Гонерилья и Регана выдавливают Лира из жизни…
Корделия самая юная, самая невинная, служит Лиру проводником в мир смерти, она своим примером учит его умирать.
http:/blekdrims.come!!!!
Он видит снег, и знает, что умрет еще до таянья его, до ледохода. Бррррр…..
Глава 12
Повесть о безрассудно любопытном
Это была одна из любимых книг моего отца. Не то, чтобы он ее читал… Просто один раз в долгом каботажном рейсе к спутникам Юпитера он от скуки перерывал корабельную библиотеку и наткнулся на этот файл. Открывать не стал, но название ему понравилось, и следующие двадцать лет он цитировал его кстати и некстати. «Смотри, Аня, напишут еще про тебя «Повесть о безрассудно любопытной»!» Может, и до сих пор цитирует, давно его не видела.
А я любила детективы. И обязательно заглядывала в конец. Где сыщик всех собирает в комнате, выходит на середину и рассказывает, как всё было на самом деле. И ты понимаешь, что значили все таинственные события, которые описаны в книге. Как будто бегемоты сидели под водой, выставив наружу только ноздри и уши. Потом сыщик щелкнул бичом, и звери полезли на сушу. Только убедившись, что хаос и на этот раз не победит, я могла читать сначала – те главы, где герои еще ничего не понимают и действуют вслепую.
А Лика больше всего любила начало. Особенно – то место, где находят труп и все начинают бегать в панике, кто-то бьется в истерике, кто-то падает в обморок, кто-то глухо рыдает в спальне… Я видела, как она наслаждается потоком эмоций, бьющим с экрана, купается в них. И совершенно не задумывается о том, что будет дальше, где скрылся убийца и как его найти.

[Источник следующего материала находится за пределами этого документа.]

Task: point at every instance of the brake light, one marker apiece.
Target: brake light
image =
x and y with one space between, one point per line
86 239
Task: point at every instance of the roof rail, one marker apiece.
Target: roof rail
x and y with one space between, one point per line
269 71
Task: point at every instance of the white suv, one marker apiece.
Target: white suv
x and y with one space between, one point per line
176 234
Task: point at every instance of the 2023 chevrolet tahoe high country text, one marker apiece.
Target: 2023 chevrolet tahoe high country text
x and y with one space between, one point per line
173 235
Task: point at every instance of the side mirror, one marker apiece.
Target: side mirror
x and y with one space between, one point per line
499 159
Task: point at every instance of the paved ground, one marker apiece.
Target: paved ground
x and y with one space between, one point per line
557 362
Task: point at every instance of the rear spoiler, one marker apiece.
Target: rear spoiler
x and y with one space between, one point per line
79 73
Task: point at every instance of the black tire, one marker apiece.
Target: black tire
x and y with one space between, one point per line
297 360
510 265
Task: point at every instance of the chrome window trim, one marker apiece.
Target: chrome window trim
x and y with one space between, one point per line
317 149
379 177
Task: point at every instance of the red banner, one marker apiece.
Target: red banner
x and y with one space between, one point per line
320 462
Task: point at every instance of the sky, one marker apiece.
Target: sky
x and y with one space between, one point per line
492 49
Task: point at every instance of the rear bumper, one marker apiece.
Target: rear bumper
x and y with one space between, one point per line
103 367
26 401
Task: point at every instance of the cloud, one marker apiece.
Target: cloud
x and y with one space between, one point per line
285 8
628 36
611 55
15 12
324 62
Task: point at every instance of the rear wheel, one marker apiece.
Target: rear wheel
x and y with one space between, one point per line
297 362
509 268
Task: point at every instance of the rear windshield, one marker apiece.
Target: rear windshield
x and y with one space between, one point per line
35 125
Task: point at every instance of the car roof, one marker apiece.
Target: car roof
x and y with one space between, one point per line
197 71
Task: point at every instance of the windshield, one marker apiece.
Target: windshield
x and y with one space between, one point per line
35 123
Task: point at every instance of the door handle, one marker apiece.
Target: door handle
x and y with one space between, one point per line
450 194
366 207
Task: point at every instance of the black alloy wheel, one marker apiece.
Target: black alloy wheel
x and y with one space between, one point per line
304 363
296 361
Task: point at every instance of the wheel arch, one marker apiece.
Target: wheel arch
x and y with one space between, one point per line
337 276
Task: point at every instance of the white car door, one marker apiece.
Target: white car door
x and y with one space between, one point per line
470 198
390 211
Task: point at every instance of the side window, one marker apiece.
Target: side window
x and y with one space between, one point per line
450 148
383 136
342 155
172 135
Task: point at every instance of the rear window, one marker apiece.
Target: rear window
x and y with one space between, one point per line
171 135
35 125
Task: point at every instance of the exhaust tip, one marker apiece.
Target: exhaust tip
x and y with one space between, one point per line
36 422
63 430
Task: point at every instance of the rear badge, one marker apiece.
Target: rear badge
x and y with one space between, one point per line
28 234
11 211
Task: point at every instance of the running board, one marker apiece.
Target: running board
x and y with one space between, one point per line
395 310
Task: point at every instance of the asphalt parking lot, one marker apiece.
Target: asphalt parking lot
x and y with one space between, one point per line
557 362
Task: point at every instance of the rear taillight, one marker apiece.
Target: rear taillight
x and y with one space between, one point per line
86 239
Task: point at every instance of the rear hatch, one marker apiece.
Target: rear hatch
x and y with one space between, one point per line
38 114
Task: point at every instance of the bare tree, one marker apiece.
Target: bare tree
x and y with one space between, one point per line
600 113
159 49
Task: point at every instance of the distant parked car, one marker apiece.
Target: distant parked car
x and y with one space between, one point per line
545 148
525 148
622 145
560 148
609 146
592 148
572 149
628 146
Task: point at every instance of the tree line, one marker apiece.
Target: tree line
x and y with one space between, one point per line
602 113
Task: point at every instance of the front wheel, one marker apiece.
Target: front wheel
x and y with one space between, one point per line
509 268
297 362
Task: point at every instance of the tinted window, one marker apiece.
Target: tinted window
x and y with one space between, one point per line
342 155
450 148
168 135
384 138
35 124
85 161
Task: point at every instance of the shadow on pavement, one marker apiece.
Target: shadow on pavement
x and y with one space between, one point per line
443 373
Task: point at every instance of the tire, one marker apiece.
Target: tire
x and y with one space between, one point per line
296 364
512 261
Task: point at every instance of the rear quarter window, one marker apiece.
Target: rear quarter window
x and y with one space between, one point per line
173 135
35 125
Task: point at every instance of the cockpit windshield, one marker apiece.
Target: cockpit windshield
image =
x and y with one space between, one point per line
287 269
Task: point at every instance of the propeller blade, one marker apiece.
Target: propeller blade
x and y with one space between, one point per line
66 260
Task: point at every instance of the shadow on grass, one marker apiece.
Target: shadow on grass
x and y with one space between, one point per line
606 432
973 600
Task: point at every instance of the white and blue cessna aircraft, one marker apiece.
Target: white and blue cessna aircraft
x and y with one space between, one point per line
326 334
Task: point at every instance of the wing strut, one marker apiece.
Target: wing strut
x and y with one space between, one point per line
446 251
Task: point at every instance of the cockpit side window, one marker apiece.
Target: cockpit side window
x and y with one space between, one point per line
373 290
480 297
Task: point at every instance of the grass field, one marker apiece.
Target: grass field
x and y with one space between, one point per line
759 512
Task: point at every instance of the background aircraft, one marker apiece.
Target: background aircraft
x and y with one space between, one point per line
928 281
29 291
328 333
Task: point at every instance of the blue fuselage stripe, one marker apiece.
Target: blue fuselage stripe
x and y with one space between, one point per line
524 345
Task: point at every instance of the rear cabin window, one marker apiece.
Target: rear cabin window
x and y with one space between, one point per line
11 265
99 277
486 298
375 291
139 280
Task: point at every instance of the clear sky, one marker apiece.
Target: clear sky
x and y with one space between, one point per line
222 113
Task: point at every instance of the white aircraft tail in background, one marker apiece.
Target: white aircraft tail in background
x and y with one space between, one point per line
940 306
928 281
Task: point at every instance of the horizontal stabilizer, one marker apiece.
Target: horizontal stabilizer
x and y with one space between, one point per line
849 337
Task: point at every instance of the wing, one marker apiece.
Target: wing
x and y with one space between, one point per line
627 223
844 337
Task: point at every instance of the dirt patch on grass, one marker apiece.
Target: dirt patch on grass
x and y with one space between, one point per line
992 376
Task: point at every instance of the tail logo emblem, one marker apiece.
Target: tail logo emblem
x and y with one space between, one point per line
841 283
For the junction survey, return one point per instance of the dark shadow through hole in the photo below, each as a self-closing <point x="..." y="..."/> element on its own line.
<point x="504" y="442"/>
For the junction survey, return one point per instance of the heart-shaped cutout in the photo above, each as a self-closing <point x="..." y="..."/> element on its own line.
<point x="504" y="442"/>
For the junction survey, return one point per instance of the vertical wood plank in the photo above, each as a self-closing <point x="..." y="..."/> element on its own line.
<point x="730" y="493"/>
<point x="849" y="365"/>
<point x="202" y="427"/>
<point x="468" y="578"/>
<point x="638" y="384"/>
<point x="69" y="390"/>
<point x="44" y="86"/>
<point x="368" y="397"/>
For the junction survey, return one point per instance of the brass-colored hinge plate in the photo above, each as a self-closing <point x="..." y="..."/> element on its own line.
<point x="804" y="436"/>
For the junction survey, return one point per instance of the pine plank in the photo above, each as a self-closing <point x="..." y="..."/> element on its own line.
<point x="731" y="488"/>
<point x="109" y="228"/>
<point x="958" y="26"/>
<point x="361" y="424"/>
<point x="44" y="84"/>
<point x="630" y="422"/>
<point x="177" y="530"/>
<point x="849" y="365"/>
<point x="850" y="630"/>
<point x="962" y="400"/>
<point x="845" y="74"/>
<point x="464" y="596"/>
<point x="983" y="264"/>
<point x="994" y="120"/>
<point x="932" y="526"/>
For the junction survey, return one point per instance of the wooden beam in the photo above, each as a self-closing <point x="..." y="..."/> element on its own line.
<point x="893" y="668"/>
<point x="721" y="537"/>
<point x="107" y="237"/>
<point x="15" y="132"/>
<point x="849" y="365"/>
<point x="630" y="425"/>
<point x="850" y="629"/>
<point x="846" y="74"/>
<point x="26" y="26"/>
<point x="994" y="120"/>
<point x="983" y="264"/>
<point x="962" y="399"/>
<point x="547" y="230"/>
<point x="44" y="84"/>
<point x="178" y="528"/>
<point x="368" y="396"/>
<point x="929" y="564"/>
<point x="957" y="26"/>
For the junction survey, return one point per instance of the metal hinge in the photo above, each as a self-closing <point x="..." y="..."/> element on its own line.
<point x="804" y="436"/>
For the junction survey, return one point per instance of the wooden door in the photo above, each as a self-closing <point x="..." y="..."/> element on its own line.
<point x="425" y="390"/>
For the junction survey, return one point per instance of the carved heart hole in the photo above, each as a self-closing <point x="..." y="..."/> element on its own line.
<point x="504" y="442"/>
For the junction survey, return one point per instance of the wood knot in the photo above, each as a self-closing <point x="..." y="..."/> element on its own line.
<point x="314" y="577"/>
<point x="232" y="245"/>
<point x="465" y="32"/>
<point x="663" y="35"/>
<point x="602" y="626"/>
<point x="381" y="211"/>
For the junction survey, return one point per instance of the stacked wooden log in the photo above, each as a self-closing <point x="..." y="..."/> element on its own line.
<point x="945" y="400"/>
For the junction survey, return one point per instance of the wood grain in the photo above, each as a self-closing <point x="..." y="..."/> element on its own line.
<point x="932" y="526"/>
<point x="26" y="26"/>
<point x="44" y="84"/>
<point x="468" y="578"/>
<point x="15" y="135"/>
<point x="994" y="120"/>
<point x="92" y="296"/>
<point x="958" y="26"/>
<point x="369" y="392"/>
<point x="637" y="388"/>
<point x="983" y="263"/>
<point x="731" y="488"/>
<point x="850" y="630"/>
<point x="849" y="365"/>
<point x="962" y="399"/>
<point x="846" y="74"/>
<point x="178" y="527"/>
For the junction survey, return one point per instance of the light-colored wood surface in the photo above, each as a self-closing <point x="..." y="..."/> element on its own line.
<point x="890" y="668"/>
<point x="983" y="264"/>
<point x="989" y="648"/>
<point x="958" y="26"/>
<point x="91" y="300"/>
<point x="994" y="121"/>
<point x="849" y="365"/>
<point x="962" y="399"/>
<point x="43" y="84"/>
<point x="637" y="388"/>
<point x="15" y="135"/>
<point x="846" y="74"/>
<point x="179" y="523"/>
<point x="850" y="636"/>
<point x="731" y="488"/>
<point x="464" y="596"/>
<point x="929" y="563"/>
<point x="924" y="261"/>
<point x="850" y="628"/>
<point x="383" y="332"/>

Сегодня я глубоко осознала ту банальную идею, что безрассудное любопытство действительно опасно. Что когда ты ввязываешься в историю, ты не всегда понимаешь, чем она на самом деле окажется и готова ли ты ее пережить. Что когда бегемоты выбегают на сушу, они убивают больше людей, чем любые хищники Африки. Что, разобравшись в чем дело, я только усугубила положение. По крайней мере, для себя.